Giving the Gift of Weight Gain this Holiday Season (Uxbridge Cosmos Dec. 2012)

It seems that wherever I turn in the grocery store line-up, every Cosmopolitan or US Weekly magazine is letting us in on the "big secret" of how not to gain weight over the holidays. “Poor suckers,” I think, imagining all the hungry stick insects in the world, passing up all the seconds of turkey and cranberry sauce or nay-sayers to another shot of Bailey’s in their Christmas morning coffee. So, here’s my rebuttal. Based on my own tried and tested experience, a fool-proof formula on how to put on as much weight as possible over the holidays:

1. It must, of course, be Christmas. Not Easter, nor Thanksgiving, nor Simcoe Day.

2. The participant must be barely clinging to their teens, 19 or 20 will do, just old enough to yearn for independence and space but still young enough to hope to be tucked in at night with that favourite stuffed monkey… Mortimer.

3. The participant must be spending a year abroad on full and fantastic scholarship with their every need attended to – from having a modest job provided to allowing for a pint at the local pub with his/her friends.
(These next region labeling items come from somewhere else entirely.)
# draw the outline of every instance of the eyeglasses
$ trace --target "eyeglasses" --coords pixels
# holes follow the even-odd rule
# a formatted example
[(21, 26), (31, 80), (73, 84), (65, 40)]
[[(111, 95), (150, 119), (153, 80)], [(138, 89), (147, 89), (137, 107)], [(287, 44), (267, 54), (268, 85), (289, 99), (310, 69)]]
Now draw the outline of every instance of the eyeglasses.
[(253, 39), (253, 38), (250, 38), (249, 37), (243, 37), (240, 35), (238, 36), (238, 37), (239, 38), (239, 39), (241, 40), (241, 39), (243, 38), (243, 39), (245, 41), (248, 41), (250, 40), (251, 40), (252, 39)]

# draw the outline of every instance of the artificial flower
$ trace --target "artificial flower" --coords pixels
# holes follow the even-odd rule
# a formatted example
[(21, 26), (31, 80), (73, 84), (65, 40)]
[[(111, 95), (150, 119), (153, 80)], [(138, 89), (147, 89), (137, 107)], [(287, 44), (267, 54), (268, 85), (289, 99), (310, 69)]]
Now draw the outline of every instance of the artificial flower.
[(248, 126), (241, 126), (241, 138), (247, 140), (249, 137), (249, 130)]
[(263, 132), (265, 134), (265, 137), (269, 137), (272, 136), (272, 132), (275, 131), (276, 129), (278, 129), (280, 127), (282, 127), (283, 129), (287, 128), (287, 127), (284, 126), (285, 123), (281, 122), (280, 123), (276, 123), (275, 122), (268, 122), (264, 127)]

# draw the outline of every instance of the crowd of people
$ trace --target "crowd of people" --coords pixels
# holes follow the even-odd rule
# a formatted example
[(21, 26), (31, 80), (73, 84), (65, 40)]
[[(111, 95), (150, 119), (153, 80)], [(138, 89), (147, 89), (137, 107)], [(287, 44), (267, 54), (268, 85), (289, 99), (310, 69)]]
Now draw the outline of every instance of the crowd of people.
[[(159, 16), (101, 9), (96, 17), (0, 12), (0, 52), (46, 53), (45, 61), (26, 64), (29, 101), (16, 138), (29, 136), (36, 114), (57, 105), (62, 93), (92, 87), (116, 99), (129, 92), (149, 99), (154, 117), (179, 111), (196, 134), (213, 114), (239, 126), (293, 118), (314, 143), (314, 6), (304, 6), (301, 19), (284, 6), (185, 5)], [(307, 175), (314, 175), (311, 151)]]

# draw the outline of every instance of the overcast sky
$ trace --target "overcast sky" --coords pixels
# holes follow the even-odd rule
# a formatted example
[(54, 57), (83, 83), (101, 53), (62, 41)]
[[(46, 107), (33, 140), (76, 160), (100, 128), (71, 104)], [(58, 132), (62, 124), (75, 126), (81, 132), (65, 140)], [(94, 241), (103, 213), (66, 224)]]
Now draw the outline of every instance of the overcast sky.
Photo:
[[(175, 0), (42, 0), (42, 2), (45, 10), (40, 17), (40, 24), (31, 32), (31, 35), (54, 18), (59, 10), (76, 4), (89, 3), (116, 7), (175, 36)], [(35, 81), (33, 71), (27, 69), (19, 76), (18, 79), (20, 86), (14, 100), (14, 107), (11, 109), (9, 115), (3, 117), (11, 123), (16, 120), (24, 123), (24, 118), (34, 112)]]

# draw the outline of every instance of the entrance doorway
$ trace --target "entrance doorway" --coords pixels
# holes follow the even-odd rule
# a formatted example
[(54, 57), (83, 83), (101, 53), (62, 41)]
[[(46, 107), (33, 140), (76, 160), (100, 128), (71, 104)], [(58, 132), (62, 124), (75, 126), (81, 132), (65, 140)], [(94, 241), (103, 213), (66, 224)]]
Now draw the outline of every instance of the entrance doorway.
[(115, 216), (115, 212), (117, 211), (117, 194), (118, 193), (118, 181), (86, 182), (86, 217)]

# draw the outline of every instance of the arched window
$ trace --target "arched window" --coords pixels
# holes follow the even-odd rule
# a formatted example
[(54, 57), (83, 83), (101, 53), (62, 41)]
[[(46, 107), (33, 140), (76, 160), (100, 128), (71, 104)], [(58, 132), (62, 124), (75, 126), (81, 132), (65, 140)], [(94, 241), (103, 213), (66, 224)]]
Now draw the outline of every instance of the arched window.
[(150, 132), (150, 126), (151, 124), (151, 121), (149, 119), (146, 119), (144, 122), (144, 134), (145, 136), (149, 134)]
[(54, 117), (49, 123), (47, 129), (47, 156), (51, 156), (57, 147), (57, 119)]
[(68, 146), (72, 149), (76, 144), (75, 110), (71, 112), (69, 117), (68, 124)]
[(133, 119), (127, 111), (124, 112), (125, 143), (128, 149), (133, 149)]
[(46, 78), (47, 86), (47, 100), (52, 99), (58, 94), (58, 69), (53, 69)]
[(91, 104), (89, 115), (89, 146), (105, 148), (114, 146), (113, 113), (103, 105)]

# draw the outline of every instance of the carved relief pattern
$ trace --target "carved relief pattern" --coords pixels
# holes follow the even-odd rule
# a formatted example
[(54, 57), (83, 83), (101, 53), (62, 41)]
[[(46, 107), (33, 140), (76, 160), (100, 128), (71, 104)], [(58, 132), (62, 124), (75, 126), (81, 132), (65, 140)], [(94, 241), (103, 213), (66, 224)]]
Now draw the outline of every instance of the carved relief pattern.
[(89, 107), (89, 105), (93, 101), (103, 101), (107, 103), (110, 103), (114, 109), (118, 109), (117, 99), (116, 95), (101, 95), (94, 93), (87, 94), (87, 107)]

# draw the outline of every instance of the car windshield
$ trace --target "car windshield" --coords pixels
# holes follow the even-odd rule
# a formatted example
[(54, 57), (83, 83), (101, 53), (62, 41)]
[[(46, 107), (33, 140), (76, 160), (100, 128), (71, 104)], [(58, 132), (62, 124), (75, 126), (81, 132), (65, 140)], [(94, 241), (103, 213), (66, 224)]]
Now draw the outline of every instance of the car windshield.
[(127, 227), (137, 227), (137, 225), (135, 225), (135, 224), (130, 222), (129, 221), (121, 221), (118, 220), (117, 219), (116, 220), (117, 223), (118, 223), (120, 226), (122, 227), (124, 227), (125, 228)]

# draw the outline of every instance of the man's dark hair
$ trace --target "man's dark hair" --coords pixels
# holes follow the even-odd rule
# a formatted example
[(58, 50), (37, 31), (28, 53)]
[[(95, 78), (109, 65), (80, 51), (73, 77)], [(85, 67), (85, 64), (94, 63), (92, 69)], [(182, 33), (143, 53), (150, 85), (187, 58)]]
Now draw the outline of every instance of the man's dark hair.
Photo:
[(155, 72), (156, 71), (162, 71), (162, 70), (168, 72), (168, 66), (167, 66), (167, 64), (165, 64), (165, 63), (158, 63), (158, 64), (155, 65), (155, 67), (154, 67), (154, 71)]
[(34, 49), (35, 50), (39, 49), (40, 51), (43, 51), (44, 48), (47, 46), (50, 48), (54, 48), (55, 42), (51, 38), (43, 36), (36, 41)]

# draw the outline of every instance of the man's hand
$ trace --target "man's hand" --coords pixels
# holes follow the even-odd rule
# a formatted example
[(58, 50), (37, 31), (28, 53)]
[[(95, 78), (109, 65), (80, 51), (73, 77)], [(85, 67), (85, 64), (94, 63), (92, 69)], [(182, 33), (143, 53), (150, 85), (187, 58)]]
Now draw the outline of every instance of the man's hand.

4. The participant must be at least 3000 kilometers away from home in a place that may as well be home – with all its snow and Canadian Shield-like rock formations – but that speaks a totally different, lilting, but confusing language.

5. Accessible to the participant must be a boundless and wide (and I emphasize the use of the word “wide”) variety of chocolate, cookies, ice cream, boiled potatoes, meatballs, booze and blissfully warm, just-baked bread.
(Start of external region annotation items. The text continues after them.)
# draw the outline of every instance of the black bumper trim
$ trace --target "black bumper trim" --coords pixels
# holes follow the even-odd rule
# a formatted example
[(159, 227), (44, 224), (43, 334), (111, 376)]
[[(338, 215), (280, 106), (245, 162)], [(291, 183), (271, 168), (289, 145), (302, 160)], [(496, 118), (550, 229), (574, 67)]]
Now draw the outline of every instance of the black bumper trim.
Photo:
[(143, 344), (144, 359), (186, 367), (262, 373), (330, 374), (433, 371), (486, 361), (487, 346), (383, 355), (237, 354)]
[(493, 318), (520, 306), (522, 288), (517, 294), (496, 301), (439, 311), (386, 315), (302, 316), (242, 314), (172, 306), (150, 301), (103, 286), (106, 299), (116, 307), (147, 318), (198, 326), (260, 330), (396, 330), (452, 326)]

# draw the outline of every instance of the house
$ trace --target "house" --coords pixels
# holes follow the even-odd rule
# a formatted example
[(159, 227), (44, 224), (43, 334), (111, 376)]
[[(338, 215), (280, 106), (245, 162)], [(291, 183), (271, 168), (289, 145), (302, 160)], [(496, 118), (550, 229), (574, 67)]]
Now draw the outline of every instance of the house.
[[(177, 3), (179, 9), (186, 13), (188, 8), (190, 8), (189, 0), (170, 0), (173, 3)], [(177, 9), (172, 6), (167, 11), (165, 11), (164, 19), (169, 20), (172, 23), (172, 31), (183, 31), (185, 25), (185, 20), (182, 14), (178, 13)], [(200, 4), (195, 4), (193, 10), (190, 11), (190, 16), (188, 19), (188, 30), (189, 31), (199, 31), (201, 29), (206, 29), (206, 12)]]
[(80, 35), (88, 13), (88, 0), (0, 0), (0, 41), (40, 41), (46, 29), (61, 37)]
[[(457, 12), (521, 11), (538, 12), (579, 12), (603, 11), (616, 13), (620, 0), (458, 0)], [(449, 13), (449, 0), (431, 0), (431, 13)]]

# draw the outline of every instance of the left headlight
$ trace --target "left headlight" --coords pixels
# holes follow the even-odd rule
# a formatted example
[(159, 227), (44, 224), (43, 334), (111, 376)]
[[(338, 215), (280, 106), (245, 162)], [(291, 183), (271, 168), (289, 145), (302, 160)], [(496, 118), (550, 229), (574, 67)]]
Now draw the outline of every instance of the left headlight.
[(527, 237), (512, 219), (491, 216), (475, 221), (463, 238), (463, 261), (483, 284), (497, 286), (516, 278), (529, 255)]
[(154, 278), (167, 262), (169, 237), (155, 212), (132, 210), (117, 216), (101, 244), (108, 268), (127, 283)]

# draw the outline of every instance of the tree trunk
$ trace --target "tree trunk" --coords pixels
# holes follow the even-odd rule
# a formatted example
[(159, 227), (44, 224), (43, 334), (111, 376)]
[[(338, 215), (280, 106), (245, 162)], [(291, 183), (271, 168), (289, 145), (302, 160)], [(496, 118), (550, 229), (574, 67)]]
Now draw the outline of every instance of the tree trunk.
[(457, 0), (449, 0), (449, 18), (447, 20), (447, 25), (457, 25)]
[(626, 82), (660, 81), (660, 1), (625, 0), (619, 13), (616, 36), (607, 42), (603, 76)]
6. The sun may not be allowed to fully rise. In fact, the participant should be well-embedded in a picturesque town amid a snowy mountain range where the barely-rising sun merely brightens the sky to a twilight glow before setting three hours later.

7. The participants clothing should be fitted for starting weight, not allowing for any stretching or give whilst said participant’s waistline and ass expands rapidly.

8. The participant must not be permitted to exercise. For instance, should the participants feet be grotesquely long and narrow, offer him/her ski boots that your dad wore in 1968 for that rustic cross-country skiing adventure you’ve planned for your fit self and outdoorsy attractive boyfriend. That way, the participant – with his/her flat feet – will collapse pathetically on every uphill trek after sliding backwards for 20 feet and cry secretly to him/herself while you bound energetically upwards, unaware of the ugly cry happening behind you.

9. The participant is encouraged to spend the holidays with a very generous and loving local family whose matriarch cooks continuously in order to provide a constant stream of butter and delicious starch to her family. This family must also include a youth of similar age to the participant but of vastly different fitness level. In fact, said youth should be a contender for Miss Norway Fitness. Yes, that’ll make our participant feel really good about his/her rotund self.

10. Christmas gifts for the participant should be somewhat lost in the mail and come only at the very last minute when he/she has lost all hope, believing in the twilight daytime that his/her family back home has completely forgotten about her… or him. (This facilitates faster and greater consumption of aforementioned butter and starch.)

11. To make participant feel at ease, please feel free to offer him/her your mom’s old fat pants, a pair of jeans that three or four toddlers could build a home in quite comfortably. Tell him/her “you look just fine,” even though your better judgment tells you that he/she looks like an octogenarian trucker hobo.

12. The participant must not be permitted to return to the motherland until many months later when he/she has just started to enjoy and get the hang of the host country.

Yes folks, just follow these simple steps, and you too could be packing on the pounds with the best of them. As I mentioned, this was my own experience when I went abroad for nearly a year after graduating high school. While it was an incredibly wonderful and life-altering experience that I wouldn’t trade for all the marzipan in Scandinavia, it was a difficult experience at times that forced me to deal with my demons and to learn how to cope with loneliness. Though I can laugh about it now – and I suppose I did a little then too – I was quite honestly dealing with some mild depression brought on by homesickness and lack of frickin’ daylight. The good news is I was lucky enough to come out of it very soon after the holidays. The other good news is (there is no bad news in this scenario) in the long run, that weight just didn’t matter. Though I’m aware it’s not the same experience for many who deal with serious depression, I found a way to be happier (getting active and performing more often) and when I did, the bread seemed to be less fresh and warm, the ice cream less creamy and the chocolate less melty and delicious.

So go ahead, get happy this season. You may find that brandy butter less enticing this year while you’re laughing your ass of with you friends and family. Suck on that, Cosmopolitan and a Merry Christmas to all!